If history is any indicator, though, the case’s geography could work in Alana Gee’s favor. California is a traditionally hostile environment to the NCAA.
The Alston case, which found the NCAA illegally restricted educational benefits, and the O’Bannon case, which found athletes should be compensated for NIL rights, both went through the Ninth Circuit Court in California. State legislatures also passed the nation’s first-ever state NIL law.
The Future of NCAA Concussion Protocol
Last week, “the whole nation saw what happened to Tua,” Ramogi Huma, the executive director of the National College Players Association and a decades-long advocate for college athlete safety reforms, told FOS. “That happens on the regular in college sports.”
The NCAA’s current protocols, after all, are only slightly more sophisticated than they were during Gee’s era.
The verdict could spur significant change. If the NCAA is found liable for negligent concussion protocols, it could be incentivized to improve them — and maybe even enforce them — in order to protect itself.
• By now, the NCAA has funded research and provided medically based suggestions for how to better protect athletes. 
• Since 2010, it has required that each school implement a concussion protocol, Huma said. But it only gives suggestions for what that protocol should entail. 
• In January, the NCAA ratified a new constitution that largely leaves this structure in place.

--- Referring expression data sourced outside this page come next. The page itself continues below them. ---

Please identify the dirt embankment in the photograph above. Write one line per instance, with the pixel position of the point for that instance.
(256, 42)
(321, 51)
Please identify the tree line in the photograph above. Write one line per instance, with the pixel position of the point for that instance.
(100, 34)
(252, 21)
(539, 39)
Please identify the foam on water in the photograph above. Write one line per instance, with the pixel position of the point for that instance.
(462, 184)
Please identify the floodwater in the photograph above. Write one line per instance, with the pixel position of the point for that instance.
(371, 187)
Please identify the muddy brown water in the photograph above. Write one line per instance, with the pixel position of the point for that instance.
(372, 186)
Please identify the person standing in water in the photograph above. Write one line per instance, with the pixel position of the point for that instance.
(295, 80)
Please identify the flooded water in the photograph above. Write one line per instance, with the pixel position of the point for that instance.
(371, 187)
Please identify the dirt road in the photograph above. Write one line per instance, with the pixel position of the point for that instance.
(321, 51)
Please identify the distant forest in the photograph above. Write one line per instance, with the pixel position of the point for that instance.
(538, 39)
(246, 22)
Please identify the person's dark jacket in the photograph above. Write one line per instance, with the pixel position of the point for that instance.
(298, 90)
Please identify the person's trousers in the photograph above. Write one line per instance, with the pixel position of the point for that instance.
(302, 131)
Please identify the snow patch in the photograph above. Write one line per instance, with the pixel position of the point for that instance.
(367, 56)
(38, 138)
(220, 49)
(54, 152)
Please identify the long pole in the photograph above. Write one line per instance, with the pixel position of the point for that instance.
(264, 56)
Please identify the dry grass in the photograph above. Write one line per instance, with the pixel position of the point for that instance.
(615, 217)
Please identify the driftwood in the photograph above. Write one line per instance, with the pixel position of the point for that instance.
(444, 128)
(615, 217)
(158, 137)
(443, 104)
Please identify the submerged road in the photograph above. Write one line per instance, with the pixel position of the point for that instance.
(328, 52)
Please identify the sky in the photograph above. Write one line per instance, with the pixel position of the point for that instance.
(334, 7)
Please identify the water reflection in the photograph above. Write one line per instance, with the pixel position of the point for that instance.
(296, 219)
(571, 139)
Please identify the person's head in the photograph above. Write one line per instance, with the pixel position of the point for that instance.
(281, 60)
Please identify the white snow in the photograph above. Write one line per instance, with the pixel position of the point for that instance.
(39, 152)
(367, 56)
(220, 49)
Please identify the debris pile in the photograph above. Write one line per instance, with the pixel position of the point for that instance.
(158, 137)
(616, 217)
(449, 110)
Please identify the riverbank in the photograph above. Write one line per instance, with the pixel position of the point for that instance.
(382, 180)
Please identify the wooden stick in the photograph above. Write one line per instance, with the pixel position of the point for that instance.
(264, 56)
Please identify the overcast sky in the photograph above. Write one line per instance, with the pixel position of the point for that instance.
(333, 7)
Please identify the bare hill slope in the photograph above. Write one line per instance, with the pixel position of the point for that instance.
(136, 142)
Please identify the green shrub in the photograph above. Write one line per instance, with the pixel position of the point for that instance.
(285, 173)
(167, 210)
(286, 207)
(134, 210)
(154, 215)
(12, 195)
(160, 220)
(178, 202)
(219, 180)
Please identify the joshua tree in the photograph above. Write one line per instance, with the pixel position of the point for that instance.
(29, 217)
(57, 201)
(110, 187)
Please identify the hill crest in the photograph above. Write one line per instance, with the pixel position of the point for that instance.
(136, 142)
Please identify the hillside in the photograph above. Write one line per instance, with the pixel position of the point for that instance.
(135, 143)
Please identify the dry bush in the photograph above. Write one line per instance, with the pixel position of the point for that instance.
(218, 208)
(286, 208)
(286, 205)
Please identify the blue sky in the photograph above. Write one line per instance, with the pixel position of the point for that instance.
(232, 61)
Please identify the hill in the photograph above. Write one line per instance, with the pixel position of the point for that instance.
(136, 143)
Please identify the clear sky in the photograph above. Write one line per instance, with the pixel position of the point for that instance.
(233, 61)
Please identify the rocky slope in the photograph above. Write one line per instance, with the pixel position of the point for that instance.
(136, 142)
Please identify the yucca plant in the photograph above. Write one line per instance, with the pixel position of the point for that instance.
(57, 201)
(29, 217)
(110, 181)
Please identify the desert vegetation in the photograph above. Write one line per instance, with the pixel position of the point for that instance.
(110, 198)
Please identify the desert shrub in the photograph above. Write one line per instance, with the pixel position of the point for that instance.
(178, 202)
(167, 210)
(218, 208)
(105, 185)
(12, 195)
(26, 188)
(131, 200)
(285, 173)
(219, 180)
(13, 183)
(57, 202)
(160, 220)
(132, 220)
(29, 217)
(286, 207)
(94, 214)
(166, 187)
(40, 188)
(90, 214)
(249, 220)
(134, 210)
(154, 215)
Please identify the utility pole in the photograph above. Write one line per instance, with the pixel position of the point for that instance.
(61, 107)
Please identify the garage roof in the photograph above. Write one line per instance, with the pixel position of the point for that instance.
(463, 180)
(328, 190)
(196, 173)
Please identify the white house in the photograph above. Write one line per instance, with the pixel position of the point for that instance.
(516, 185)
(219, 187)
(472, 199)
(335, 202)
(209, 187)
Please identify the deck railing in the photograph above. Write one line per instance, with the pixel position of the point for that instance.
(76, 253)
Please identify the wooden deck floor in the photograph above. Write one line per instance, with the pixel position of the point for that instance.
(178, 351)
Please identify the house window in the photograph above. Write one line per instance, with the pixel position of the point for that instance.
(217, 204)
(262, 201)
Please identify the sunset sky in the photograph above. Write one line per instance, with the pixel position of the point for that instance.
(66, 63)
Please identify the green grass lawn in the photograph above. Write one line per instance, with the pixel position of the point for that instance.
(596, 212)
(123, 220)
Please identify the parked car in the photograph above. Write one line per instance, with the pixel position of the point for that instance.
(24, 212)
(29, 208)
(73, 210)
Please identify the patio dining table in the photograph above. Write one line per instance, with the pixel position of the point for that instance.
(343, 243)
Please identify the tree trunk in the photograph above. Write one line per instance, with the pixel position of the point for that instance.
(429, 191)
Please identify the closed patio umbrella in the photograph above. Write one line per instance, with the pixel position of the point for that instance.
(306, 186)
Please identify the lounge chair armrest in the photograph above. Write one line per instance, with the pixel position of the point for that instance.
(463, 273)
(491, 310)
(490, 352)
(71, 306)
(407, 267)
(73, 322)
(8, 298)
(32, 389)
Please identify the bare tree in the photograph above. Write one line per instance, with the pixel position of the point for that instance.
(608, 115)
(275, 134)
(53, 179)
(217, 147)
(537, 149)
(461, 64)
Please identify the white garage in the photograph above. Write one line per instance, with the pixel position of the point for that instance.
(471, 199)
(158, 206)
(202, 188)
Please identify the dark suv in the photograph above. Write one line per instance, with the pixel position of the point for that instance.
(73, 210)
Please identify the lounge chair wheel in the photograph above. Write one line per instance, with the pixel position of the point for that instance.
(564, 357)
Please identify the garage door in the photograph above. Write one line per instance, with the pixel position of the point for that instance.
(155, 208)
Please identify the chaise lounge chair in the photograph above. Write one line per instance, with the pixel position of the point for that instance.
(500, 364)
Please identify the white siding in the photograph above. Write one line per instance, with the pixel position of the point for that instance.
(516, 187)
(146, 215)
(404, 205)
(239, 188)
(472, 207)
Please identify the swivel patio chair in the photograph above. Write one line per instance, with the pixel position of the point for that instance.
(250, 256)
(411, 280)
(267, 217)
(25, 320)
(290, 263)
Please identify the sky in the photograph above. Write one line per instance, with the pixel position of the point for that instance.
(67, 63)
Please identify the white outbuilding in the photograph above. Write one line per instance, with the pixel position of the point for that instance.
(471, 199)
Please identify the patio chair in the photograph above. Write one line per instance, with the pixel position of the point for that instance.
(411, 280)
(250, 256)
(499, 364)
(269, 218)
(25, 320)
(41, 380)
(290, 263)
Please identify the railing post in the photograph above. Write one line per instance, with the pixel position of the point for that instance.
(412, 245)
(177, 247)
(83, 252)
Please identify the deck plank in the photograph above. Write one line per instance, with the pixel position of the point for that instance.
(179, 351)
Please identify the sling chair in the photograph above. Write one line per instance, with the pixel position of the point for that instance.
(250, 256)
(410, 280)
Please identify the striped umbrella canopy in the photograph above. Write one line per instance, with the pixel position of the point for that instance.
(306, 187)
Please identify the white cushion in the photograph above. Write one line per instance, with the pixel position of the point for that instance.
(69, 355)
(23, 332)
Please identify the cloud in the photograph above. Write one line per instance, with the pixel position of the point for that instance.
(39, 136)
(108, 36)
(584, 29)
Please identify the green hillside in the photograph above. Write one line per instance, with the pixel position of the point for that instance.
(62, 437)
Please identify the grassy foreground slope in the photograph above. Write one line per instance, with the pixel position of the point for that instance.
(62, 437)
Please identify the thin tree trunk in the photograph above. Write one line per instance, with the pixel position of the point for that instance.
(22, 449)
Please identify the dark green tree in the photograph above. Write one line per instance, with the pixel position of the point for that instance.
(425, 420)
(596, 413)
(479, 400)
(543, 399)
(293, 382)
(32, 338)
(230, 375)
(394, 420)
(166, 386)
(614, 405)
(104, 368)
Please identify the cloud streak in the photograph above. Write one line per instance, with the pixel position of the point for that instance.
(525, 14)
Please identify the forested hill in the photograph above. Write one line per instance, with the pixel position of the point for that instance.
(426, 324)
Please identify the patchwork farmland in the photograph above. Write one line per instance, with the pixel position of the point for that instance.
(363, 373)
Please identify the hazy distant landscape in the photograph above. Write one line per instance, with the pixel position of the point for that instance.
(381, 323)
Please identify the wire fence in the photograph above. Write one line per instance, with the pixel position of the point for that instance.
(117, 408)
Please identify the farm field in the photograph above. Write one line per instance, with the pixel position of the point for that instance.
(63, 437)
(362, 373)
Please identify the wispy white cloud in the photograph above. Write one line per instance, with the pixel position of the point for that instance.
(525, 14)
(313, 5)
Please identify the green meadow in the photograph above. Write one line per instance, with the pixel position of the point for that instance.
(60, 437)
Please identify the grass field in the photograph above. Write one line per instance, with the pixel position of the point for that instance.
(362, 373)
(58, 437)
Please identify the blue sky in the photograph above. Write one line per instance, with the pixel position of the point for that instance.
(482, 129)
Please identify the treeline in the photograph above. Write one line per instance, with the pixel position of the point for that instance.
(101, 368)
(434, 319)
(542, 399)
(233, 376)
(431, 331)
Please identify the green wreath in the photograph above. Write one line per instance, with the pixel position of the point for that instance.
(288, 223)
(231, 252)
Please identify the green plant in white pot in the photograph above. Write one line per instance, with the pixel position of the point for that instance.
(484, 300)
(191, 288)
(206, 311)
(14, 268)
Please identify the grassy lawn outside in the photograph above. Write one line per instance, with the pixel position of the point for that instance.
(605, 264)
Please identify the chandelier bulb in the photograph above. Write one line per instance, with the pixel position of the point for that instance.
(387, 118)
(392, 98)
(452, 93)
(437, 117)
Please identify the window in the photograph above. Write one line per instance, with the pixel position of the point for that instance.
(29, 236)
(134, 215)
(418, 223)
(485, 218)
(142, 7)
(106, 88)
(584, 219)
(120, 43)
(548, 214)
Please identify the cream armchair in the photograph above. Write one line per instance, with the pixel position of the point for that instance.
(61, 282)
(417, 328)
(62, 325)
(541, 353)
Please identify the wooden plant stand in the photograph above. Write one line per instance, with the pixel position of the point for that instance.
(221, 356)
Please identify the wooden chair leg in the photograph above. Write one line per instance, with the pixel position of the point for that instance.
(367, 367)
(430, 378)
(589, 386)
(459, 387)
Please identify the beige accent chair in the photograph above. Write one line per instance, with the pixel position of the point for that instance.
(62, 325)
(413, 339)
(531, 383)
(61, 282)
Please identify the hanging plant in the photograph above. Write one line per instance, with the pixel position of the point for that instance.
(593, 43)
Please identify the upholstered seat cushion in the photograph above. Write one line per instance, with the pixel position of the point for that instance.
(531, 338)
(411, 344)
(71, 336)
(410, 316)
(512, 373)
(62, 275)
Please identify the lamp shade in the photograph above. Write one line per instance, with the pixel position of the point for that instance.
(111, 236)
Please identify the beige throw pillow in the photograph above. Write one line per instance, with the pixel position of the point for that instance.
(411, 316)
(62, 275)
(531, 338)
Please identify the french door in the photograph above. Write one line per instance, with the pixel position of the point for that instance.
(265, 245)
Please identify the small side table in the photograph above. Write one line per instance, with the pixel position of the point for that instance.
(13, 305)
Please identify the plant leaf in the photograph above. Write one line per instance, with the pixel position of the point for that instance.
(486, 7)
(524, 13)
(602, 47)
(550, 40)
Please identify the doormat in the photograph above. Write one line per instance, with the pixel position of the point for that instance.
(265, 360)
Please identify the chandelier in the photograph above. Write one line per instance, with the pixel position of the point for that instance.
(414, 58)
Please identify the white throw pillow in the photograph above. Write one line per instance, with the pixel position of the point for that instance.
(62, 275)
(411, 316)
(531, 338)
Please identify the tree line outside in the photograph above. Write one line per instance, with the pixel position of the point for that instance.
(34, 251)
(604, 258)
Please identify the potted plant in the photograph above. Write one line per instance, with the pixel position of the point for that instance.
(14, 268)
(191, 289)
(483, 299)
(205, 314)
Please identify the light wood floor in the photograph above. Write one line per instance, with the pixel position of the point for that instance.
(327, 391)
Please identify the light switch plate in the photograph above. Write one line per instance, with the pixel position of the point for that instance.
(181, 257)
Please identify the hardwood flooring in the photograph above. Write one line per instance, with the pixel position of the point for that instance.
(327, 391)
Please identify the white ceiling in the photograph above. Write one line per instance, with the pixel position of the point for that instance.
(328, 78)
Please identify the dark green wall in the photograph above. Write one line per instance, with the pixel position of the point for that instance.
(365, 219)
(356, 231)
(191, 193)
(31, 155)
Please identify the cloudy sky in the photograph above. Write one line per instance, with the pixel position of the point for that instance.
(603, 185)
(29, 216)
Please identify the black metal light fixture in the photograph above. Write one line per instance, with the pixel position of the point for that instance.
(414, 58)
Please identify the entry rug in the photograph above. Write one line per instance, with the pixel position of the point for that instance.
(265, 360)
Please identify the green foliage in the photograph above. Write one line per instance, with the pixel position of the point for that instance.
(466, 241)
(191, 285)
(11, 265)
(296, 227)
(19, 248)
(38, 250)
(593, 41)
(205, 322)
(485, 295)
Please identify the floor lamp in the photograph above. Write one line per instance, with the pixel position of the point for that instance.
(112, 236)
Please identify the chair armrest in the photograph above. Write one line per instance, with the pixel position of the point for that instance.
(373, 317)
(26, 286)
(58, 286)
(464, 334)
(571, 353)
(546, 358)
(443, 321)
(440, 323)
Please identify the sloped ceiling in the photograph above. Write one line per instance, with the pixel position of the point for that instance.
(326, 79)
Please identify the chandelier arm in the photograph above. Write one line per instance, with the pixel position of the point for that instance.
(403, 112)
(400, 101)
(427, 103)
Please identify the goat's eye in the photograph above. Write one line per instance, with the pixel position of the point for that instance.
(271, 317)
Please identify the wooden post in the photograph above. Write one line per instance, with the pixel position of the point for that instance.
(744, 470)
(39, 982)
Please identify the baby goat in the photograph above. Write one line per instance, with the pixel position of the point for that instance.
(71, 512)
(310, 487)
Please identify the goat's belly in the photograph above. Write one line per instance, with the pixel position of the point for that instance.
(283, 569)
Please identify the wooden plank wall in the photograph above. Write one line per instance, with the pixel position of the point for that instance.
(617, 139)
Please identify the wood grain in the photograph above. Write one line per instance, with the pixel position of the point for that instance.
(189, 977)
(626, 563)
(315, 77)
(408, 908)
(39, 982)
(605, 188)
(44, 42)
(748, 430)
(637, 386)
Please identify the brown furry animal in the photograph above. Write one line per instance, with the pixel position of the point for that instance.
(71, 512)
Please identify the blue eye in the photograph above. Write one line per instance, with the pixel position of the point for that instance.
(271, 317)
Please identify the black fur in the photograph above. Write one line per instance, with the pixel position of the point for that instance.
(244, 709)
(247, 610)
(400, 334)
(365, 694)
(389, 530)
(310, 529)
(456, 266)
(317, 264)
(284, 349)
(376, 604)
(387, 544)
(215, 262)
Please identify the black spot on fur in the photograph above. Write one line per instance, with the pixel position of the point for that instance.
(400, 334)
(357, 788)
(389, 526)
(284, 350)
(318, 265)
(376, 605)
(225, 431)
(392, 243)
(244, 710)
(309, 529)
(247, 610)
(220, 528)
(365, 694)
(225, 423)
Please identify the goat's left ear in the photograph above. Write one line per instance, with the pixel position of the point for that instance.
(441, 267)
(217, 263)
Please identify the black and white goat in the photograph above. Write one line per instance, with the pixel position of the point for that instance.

In practice, this program is weak at best. When a trainer attempts to follow protocol, for example, there’s often pressure to eschew it. In 2015, a survey of 789 NCAA athletic trainers and 111 team physicians found that 64.4% of athletes and 53.7% of coaches pressured trainers to “prematurely clear [athletes] to return to participation after a concussion.”
If a school violates its own rules, the NCAA currently has no enforcement mechanism to punish it. Huma went so far as to call the concussion protocols “voluntary.” He noted there are also no outside watchdogs to investigate — no player’s union, no federal legislation.
The controversy over how to handle concussions — and the question of the NCAA’s role in protecting athletes from them — will not end with this case. If Gee wins, the floodgates open. But if she loses, there are more cases to be tried — and potentially other parties, like the schools, who could be held responsible.
“This lawsuit is not a one-off,” Huma said. “It’s not something that used to happen and got cleaned up.”